Todos precisamos del Señor, no con supercherías o como si fuese un talismán de la buena suerte, sino con verdadera fe en su persona.
Entre la multitud había una mujer que desde hacía doce años estaba enferma, con hemorragias. Había sufrido mucho a manos de muchos médicos, y había gastado cuanto tenía sin que le hubiera servido de nada. Al contrario, iba de mal en peor. Esta mujer, al saber lo que se decía de Jesús, se le acercó por detrás, entre la gente, y le tocó la capa. Porque pensaba: “Tan sólo con que toque su capa, quedaré sana.” Al momento se detuvo su hemorragia, y sintió en el cuerpo que ya estaba sanada de su enfermedad. Jesús, dándose cuenta de que había salido de él poder para sanar, se volvió a mirar a la gente y preguntó:
–¿Quién me ha tocado?
Sus discípulos le dijeron:
–Ves que la gente te oprime por todas partes y preguntas: ‘¿Quién me ha tocado?’

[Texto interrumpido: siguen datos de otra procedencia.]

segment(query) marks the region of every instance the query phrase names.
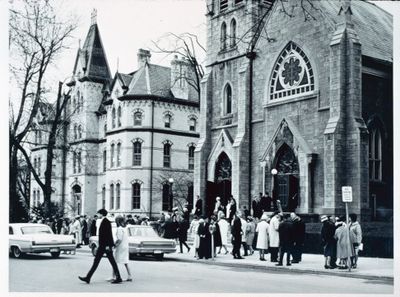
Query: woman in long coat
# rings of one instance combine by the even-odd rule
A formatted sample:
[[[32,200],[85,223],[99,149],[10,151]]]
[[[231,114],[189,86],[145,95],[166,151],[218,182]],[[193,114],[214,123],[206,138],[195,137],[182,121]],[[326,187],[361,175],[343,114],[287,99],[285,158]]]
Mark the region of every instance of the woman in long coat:
[[[256,224],[254,223],[254,219],[252,217],[247,217],[246,245],[250,251],[250,255],[254,254],[253,241],[255,234],[256,234]]]
[[[219,247],[221,250],[222,247],[222,239],[221,239],[221,229],[219,228],[219,224],[217,222],[217,218],[215,216],[211,217],[211,224],[214,224],[215,231],[213,233],[214,236],[214,254],[215,254],[215,249]]]
[[[209,224],[206,220],[200,220],[198,234],[200,236],[199,244],[199,259],[211,258],[211,234],[209,230]]]
[[[190,252],[190,247],[186,243],[188,229],[189,229],[189,222],[181,217],[178,223],[178,238],[179,238],[179,247],[181,254],[183,253],[182,245],[184,245],[187,248],[188,253]]]
[[[349,228],[344,223],[344,219],[338,221],[339,227],[335,231],[335,239],[337,239],[336,257],[340,259],[339,269],[347,269],[347,259],[353,256],[353,248],[350,244]]]
[[[69,228],[69,234],[75,237],[76,247],[80,247],[82,243],[82,227],[79,218],[79,216],[75,217]]]
[[[197,232],[198,229],[199,229],[199,218],[197,217],[197,215],[194,215],[193,220],[190,223],[189,232],[193,236],[193,251],[194,251],[194,256],[196,258],[199,256],[198,250],[199,250],[199,245],[200,245],[200,237]]]
[[[229,223],[225,219],[225,215],[222,213],[220,219],[218,220],[218,226],[221,234],[221,246],[219,248],[218,254],[221,253],[221,249],[225,249],[225,255],[228,253],[226,246],[228,245],[228,233],[229,233]]]
[[[262,215],[256,228],[256,232],[258,232],[256,247],[260,251],[260,261],[265,261],[265,251],[268,250],[268,231],[267,216]]]
[[[279,224],[280,224],[280,215],[276,213],[269,222],[269,230],[268,230],[271,262],[278,262]]]

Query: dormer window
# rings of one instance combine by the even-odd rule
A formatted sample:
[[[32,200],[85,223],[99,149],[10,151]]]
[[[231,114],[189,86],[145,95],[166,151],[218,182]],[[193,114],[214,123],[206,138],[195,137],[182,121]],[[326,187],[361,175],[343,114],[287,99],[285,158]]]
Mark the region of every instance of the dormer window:
[[[243,0],[235,0],[235,5],[243,3]]]
[[[232,87],[230,84],[225,86],[224,90],[224,115],[232,113]]]
[[[235,19],[232,19],[231,21],[231,36],[230,36],[230,46],[235,47],[236,46],[236,21]]]
[[[164,127],[165,128],[171,128],[171,120],[172,120],[172,116],[170,114],[166,114],[164,117]]]
[[[111,127],[113,129],[115,128],[115,120],[116,120],[116,112],[115,112],[115,107],[113,107],[111,112]]]
[[[142,113],[140,111],[136,111],[133,115],[133,125],[141,126],[142,125]]]
[[[122,109],[121,106],[118,106],[118,127],[121,127],[121,117],[122,117]]]
[[[196,119],[195,118],[191,118],[189,120],[189,130],[196,131]]]

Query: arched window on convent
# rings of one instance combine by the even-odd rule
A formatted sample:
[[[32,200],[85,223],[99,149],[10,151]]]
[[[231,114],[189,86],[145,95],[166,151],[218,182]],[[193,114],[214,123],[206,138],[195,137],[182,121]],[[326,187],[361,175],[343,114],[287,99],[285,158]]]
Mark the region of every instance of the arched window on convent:
[[[168,211],[170,209],[169,205],[169,196],[170,196],[170,190],[169,190],[170,185],[168,182],[165,182],[162,185],[162,210]]]
[[[115,107],[113,107],[111,111],[111,127],[112,129],[115,128],[115,120],[116,120],[116,113],[115,113]]]
[[[114,185],[110,185],[110,209],[114,209]]]
[[[189,131],[196,131],[196,124],[197,124],[196,118],[194,118],[194,117],[190,118]]]
[[[78,159],[77,159],[76,163],[78,165],[78,173],[81,173],[82,172],[82,153],[78,152],[77,157],[78,157]]]
[[[165,168],[170,168],[171,167],[171,142],[166,141],[164,143],[164,160],[163,160],[163,166]]]
[[[101,189],[101,207],[106,208],[106,186]]]
[[[140,209],[140,183],[132,184],[132,209]]]
[[[103,172],[107,170],[107,150],[103,151]]]
[[[136,140],[133,142],[133,166],[141,166],[142,165],[142,141]]]
[[[78,139],[78,125],[75,124],[74,125],[74,139]]]
[[[75,108],[75,110],[76,110],[77,113],[80,111],[80,106],[81,106],[81,104],[80,104],[81,95],[80,95],[80,94],[81,94],[81,93],[78,91],[78,92],[76,93],[76,100],[75,100],[75,98],[74,98],[74,101],[75,101],[75,103],[74,103],[74,108]]]
[[[376,126],[369,133],[369,179],[382,180],[382,133]]]
[[[141,126],[142,125],[142,113],[140,111],[135,111],[133,114],[133,125]]]
[[[78,139],[82,139],[82,126],[79,125],[78,127]]]
[[[224,110],[223,113],[225,115],[232,113],[232,87],[230,84],[227,84],[224,89]]]
[[[122,109],[118,106],[118,127],[121,127]]]
[[[115,203],[115,209],[120,209],[121,208],[121,185],[118,183],[115,187],[116,190],[116,196],[117,196],[117,201]]]
[[[115,144],[111,144],[111,156],[110,156],[110,167],[113,168],[114,167],[114,156],[115,156]]]
[[[310,60],[299,46],[290,42],[273,68],[269,99],[289,99],[313,94],[314,90],[314,72]]]
[[[189,170],[194,169],[194,149],[195,149],[195,146],[193,144],[191,146],[189,146],[189,152],[188,152],[188,157],[189,157],[188,168],[189,168]]]
[[[171,121],[172,121],[172,116],[171,114],[166,114],[164,116],[164,127],[165,128],[171,128]]]
[[[219,11],[225,11],[228,9],[228,0],[219,0]]]
[[[236,21],[235,19],[232,19],[231,21],[231,34],[230,34],[230,45],[231,47],[235,47],[236,46]]]
[[[72,169],[73,172],[76,173],[76,152],[74,152],[72,155]]]
[[[226,23],[223,22],[221,25],[221,50],[226,49]]]
[[[107,135],[107,123],[104,124],[104,137]]]
[[[121,143],[117,144],[117,167],[121,166]]]

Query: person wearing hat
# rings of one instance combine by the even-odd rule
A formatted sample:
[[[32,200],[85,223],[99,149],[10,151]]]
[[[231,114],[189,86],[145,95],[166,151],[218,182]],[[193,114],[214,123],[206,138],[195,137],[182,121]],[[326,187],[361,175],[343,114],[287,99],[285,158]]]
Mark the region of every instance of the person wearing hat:
[[[256,229],[256,232],[258,233],[256,248],[260,251],[260,261],[266,261],[264,255],[265,251],[268,250],[269,224],[267,223],[267,218],[268,216],[263,214]]]
[[[80,216],[75,216],[69,229],[69,234],[73,235],[75,238],[77,248],[80,248],[82,244],[82,226],[79,221],[80,218]]]
[[[278,212],[274,212],[273,217],[269,223],[269,250],[271,253],[271,262],[278,262],[278,250],[279,250],[279,224],[281,222],[281,216]]]
[[[335,224],[326,215],[321,216],[321,238],[324,245],[325,269],[333,269],[332,259],[336,254]]]
[[[111,222],[107,219],[107,210],[104,208],[99,209],[97,211],[97,215],[99,217],[99,247],[97,248],[96,256],[94,257],[93,265],[90,268],[89,272],[85,277],[79,276],[78,278],[86,282],[90,283],[90,279],[93,276],[93,273],[96,271],[99,266],[100,260],[103,258],[104,253],[107,255],[108,260],[111,263],[111,266],[114,270],[116,278],[111,282],[113,284],[118,284],[122,282],[121,275],[118,270],[117,263],[115,262],[113,256],[113,247],[114,247],[114,239],[111,229]]]
[[[349,228],[345,223],[346,218],[341,216],[337,222],[338,228],[335,231],[336,256],[340,259],[339,269],[347,269],[347,259],[354,256],[353,248],[350,245]]]

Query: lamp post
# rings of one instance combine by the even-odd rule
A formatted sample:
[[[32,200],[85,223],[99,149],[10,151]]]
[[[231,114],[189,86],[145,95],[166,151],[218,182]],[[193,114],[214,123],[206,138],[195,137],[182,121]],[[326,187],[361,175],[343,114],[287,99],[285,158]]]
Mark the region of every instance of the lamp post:
[[[278,206],[276,193],[275,193],[275,175],[278,174],[278,170],[276,170],[276,168],[272,168],[271,174],[272,174],[271,195],[272,195],[272,202],[273,202],[273,207],[274,207],[274,211],[275,211]]]
[[[172,185],[174,184],[174,179],[170,177],[168,179],[169,182],[169,208],[172,210],[173,207],[173,201],[174,201],[174,195],[172,193]]]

Pero Jesús seguía mirando a su alrededor para ver quién le había tocado. Entonces la mujer, temblando de miedo y sabiendo lo que le había sucedido, fue y se arrodilló delante de él, y le contó toda la verdad. Jesús le dijo:
–Hija, por tu fe has sido sanada. Vete tranquila y libre ya de tu enfermedad.
Mc 5:25-34
Este milagro lo conocemos también en los evangelios de Mateo y Lucas. Trata sobre la historia de una mujer que, como tantas otras, vive marginada. Gracias a la intervención de nuestro Señor queda liberada para siempre.
La escena aparece junto a la petición de otro milagro, el de la resurrección de una niña, la hija de Jairo. En ambos se realza el poder de la fe. Curiosamente la niña tiene doce años, los mismos que la mujer lleva enferma. A esa edad la pequeña concluye su vida. La mujer los vive sepultada en el dolor. Son dos milagros a favor de las mujeres, aunque nos detendremos sólo en uno.
La mujer se acerca a Jesús por detrás. Va escondida entre la gente. Sufre hemorragias. La enfermedad, además de tenerla debilitada, le impide ir al tempo, acercarse a cualquier persona, porque se considera que todo lo que toca queda impuro.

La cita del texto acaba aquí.